Raheja Towers is an 11-storied building in Chennai, India. Located on the arterial Anna Salai, the building has a total built-up area of 399,000 sq ft. It is one of the earliest Grade A commercial projects of the city, which were developed in the second half of the 1990s.

==History==
The project, a commercial property, is a joint venture between the Union Motors Ltd and the K. Raheja group. The land on which the building has been built belongs to Union Motors.

==Design and structure==
The building is built on a land measuring 60 grounds. The building has 11 floors, reaching an overall height of 43.73 m. Total floor area of the building is about 399,000 sq ft, with a floor plate area of around 38,000 sq ft.
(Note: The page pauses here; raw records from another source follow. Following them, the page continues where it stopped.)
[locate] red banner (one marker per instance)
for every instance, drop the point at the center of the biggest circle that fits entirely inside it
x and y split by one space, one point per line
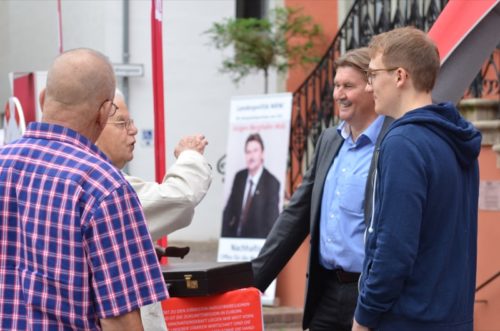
59 25
159 115
234 310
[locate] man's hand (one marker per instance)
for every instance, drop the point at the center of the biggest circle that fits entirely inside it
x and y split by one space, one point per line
196 143
357 327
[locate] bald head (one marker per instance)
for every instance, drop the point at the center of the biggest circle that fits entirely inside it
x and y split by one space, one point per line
79 82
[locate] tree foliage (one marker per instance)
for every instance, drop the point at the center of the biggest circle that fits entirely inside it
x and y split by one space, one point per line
285 39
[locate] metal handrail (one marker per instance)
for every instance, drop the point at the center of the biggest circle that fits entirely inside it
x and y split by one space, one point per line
313 105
The building has an optical fibre exchange provided by BSNL capable of catering to about 2,500 optical fibre lines.

In March 2002, the World Bank inaugurated its back office centre spread over 26,000 sq ft in the building, with about 180 staff. Later it moved to its own building in Taramani. Raheja Towers also houses companies like Cisco Systems and Sony Corporation.

In 2010, the Regional Passport Office at Shastri Bhavan on Haddows Road at Nungambakkam was shifted to its own premises in Raheja towers, which was later shifted to Rayala Towers situated opposite Raheja towers.